On the concert stage, she has been a featured soloist at the U.S. Naval Academy and the University of Maryland for Mahler’s Symphony No. 2. She was also the soprano soloist of Barber’s Knoxville: Summer of 1915 with the Capital City Symphony. Other performances include Schubert’s Mass in G Major, Vivaldi’s Gloria, Stephen Hartke’s Symphony No. 4 with the Oberlin Orchestra, Ricky Ian Gordon’s and flowers pick themselves with the Oberlin Chamber Orchestra, as well as in a Lincoln Center performance of Roland Carter’s Hold Fast to Dreams with the Tuskegee University Golden Voice Concert Choir.

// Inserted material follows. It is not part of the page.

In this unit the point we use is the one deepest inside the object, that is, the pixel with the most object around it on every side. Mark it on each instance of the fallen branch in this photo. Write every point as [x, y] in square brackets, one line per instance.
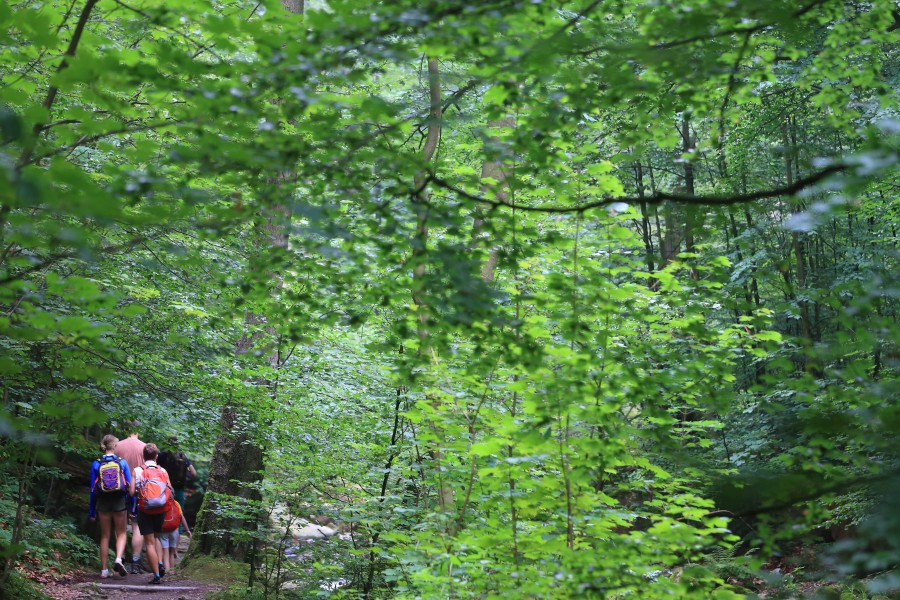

Ms. Monroe has recently been named a 2023 winner of the Sullivan Foundation Awards and George and Nora London Foundation Competition. She is a 2021 recipient of  the Richard F. Gold Career Grant from The Shoshana Foundation. She has also been awarded and placed in competitions such as the Metropolitan Opera National Council Auditions, the Annapolis Opera Voice Competition, the Mildred Miller International Voice Competition with the Pittsburgh Festival Opera, and the Classical Singer Competition

Ms. Monroe completed her Master of Music degree and Artist Diploma in Opera at the University of Cincinnati College-Conservatory of Music.  With CCM Opera, she has sung the Governess (Turn of the Screw), and was scheduled to sing Erste Dame (Die Zauberflöte) until  it's cancellation due to COVID-19.  


 She earned her Bachelor of Music in voice from Oberlin Conservatory of Music. Her work in Oberlin Opera Theater productions have ranged from the main stage to contemporary operas in non-traditional venues. She has performed the roles of Lady Billows (Albert Herring), the Old Lady (Michael Torke’s Strawberry Fields), and Luigia (Viva la Mamma).